Overall, rTMS treatment in the management of TRD seems safe and tolerable. All 17 studies reported on the treatment side effects and tolerability of rTMS. The most common side effects across all of the studies were scalp pain, transient headaches, dizziness, and discomfort at the stimulation site, but these side effects did not lead to the discontinuation of the treatment. However, two studies reported cases of suicidal ideation and a worsening in depressive symptoms, though no suicides or seizures occurred during the treatments [49,53]. Consistent with data from earlier studies [74,75,76,77], our results add to the evidence that supports the safe and tolerable nature of rTMS in TRD.

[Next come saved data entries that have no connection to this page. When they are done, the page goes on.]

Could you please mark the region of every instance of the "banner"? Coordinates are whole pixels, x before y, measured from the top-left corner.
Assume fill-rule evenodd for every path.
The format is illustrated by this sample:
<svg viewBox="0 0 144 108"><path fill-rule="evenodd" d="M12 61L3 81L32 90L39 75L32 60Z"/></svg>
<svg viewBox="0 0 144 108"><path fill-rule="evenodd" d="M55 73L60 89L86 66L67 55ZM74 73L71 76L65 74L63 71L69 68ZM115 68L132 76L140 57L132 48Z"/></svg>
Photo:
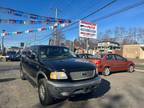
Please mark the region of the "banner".
<svg viewBox="0 0 144 108"><path fill-rule="evenodd" d="M24 34L24 33L33 33L33 32L42 32L42 31L47 31L47 30L53 30L55 28L59 29L61 27L65 27L67 25L68 24L57 24L57 25L54 25L54 26L41 27L41 28L37 28L37 29L29 29L29 30L25 30L25 31L4 32L4 33L1 33L1 36L20 35L20 34Z"/></svg>
<svg viewBox="0 0 144 108"><path fill-rule="evenodd" d="M48 22L71 23L71 21L68 20L68 19L59 19L59 18L55 19L55 18L52 18L52 17L40 16L40 15L31 14L31 13L28 13L28 12L23 12L23 11L10 9L10 8L5 8L5 7L0 7L0 12L11 14L11 15L14 15L14 16L19 16L19 17L26 17L26 18L30 18L30 19L33 19L33 20L45 20L45 21L48 21Z"/></svg>
<svg viewBox="0 0 144 108"><path fill-rule="evenodd" d="M80 21L79 22L79 37L96 39L97 38L97 25L90 23L90 22Z"/></svg>
<svg viewBox="0 0 144 108"><path fill-rule="evenodd" d="M15 20L15 19L0 19L0 24L5 23L5 24L51 24L51 21L35 21L35 20ZM58 24L63 24L65 25L66 22L58 22Z"/></svg>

4.1. Cost and Policy Implications for rTMS in TRD

The global burden of disease study 2010 ranked MDD as the second leading cause of disability globally, accounting for an estimated 2.5% of global disability-adjusted life-years and 8.2% of global years lived with disabilities [78]. Among the many treatment modalities for the management of TRD, rTMS is considered to be a clinically safe, productive, and patient-preferred treatment modality in resistant depression. However, the treatment benefits of rTMS need to be weighed against its treatment-related cost. A study evaluated the cost-effectiveness of rTMS vs. ECT for TRD from Singapore’s societal perspective. The results demonstrated that, compared to ECT, rTMS was associated with lower total cost (SGD 23,072 vs. SGD 34,922) and Quality-Adjusted Life Years (QALYs) (0.6862 vs. 0.7243) over one year. Thus, rTMS was considered to be highly cost-effective relative to ECT [79]. Their result was consistent with a prospective economic evaluation of ECT and rTMS in the United States. The model provided support for the economic benefit of rTMS versus ECT alone in non-psychotic depression. Their results revealed that the cost of the acute treatment of rTMS was $1422.00, versus $7758.40 for ECT [80].

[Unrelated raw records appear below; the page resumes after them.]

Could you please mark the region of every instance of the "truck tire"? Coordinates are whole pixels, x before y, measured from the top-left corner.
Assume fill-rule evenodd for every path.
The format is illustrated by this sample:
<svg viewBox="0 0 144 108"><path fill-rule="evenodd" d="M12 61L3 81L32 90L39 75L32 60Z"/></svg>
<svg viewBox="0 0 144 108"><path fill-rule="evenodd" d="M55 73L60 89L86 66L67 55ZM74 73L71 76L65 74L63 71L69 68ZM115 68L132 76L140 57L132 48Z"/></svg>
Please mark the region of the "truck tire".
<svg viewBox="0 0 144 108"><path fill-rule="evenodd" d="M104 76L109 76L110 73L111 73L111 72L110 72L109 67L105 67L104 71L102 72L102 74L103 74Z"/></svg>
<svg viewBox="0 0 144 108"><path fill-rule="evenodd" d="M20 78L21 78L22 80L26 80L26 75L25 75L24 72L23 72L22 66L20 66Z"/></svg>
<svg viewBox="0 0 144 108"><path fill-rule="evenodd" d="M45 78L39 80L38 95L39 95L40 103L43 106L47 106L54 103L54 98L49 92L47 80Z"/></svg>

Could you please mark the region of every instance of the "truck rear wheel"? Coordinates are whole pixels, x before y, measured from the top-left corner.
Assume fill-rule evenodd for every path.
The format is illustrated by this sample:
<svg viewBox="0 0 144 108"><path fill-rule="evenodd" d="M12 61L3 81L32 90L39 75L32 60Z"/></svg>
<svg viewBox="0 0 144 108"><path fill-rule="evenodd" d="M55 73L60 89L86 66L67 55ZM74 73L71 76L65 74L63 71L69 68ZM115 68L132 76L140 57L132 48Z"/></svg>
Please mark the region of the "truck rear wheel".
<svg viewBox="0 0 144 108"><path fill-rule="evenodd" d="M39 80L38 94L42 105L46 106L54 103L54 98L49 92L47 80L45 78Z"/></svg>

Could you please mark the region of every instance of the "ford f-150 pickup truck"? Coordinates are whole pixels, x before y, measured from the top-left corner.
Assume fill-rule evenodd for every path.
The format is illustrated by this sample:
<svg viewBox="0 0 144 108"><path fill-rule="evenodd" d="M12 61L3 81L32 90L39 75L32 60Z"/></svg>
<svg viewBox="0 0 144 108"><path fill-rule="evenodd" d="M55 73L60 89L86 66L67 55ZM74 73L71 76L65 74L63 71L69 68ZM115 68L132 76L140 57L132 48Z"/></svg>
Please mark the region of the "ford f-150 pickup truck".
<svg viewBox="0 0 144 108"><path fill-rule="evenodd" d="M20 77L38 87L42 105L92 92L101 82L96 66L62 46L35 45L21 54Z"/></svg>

The comparative cost-effectiveness can help to inform decisions on resource allocation and treatment utilization. Globally, healthcare resources are mostly scarce relative to needs or wants, and the essence of an economic evaluation is to inform the choices that decision-makers face in critical situations. However, there is a paucity of literature on the cost-utility analysis of TRD management. Therefore, investigating the resource implications and cost-effectiveness of rTMS offers crucial information that may help the choice of treatment for people with treatment-resistant depression. Future studies should focus on the cost–benefit analysis of rTMS in TRD.

4.2. Limitations

There are several limitations to this review. One main limitation relates to the small number of studies that were included for qualitative synthesis and analysis. However, our search strategy considered only studies published in English within the last five years (2017–2022). Secondly, although we carefully tried to identify all of the necessary studies for this review per our eligibility criteria, we still may have missed some relevant studies, particularly those published in other languages. Finally, the eligibility criteria only took into account RCTs, and furthermore, no meta-analysis was run on the reported data.

5. Conclusions

rTMS treatment is progressively gaining popularity in the treatment of depressive conditions, and there is evidence in support of the efficacy of rTMS in TRD. The treatment is considered effective, safe, and tolerable in the management of TRD. However, while progressive evidence supports its efficacy in an acute setting, there is limited literature to support long-term benefits and maintenance treatment in patients with TRD. Large-scale clinical trials are needed to compare the therapeutic efficacy and efficiency of the newer forms of rTMS with the consistency of the stimulating parameters across all of the treatment arms. Finally, in order to be able to establish a standardization of rTMS application, more studies are required to address frequency, intensity, pulse numbers, and localization.